Но приходило утро, рассеивая солнечными лучами недобрые тени, и Ольга опять с нетерпеньем ждала вечера, когда польются, словно журчащая в камнях вода, сказанья о временах минувших. И снова гудели струны, и старец гусляр продолжал свое повествование, и Асмуд подкреплял его напевную речь словами вескими и точными, как удар меча.

- Пришли от утренней стороны*, из Дикого Поля, злые насильники славян - обры**, и примучили дулебов из рода славянского, и творили насилие женам дулебским, - выпевал старец. - Если куда поедет обрин, то не позволял запречь коня или вола, но приказывал запрягать в телегу три, четыре или пять жен и везти его, обрина. Так мучили обры дулебов. Были обры телом велики, разумом высокомерны, но истребили их славяне, и умерли все, и не осталось ни одного обрина. И есть поговорка на Руси до сего дня: <Сгинули, как обры!> Потом хазары пришли, тоже из Дикого Поля, и нашли полян на горах над Днепром, и сказали: <Платите нам дань!> Поляне, совет меж собой сотворивши, дали им по мечу от дыма***. Возвратились хазары к своему князю и к своим старейшинам и сказали: <Вот новую дань захватили мы>. И показали русские мечи. Тогда затревожились старцы хазарские: <Недобрая это дань, княже. Мы доискались ее оружием, острым с одной стороны, то есть саблями, а у тех оружие обоюдоострое, то есть мечи. Станут они когда-нибудь собирать дань и с нас, и с иных земель...>

_______________

* С востока.

** О б р ы - кочевннки-авары, которые создали в VI веке

поблизости от Руси сильное агрессивное государство - Аварский

каганат.

*** Д ы м, о г н и щ е - единицы обложения данью в Древней Руси.

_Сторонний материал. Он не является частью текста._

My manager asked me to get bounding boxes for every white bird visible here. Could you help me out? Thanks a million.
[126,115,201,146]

- И сбылось пророчество старцев хазарских! - восклицал Асмуд, обнажая прямой обоюдоострый меч и показывая его Ольге: - Такими мечами киевские князья Аскольд и Дир сбросили хазарскую дань, и никому больше поляне дань не платили. Сами же за данью ходили за море, двумястами ладей грозили Царьграду...

Ольга будто наяву видела истерзанных бичами дулебских жен, которые везли в телеге лоснящегося от сытости высокомерного обрина, и обрин почему-то представлялся ей похожим на ростовщика, ненавидимого в Пскове. Видела рослых, русоволосых, светлоглазых полян, гордо протягивавших длинные сверкающие мечи плосколицым хазарам. А море, по которому плыли к Царьграду ладьи, было, наверно, похоже на огромную синюю паволоку...

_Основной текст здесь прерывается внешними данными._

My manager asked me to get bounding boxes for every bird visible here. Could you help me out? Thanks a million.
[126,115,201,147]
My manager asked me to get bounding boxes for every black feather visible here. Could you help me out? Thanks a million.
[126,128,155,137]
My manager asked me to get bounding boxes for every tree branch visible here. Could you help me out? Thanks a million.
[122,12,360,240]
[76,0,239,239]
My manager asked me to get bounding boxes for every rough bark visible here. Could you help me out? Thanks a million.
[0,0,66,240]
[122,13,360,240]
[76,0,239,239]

Охотнее всего Ольга слушала рассказы о князе Олеге. Это имя она уже слышала, а дед Ольги даже видел своими глазами вещего князя, когда вместе с другими псковичами отвозил дань в Новгород. Потом Олег перешел с дружиной в Киев, взял под свою крепкую руку многие славянские племена, победно воевал с болгарами и хазарами на Волге, плавал на многих ладьях через море к Царьграду.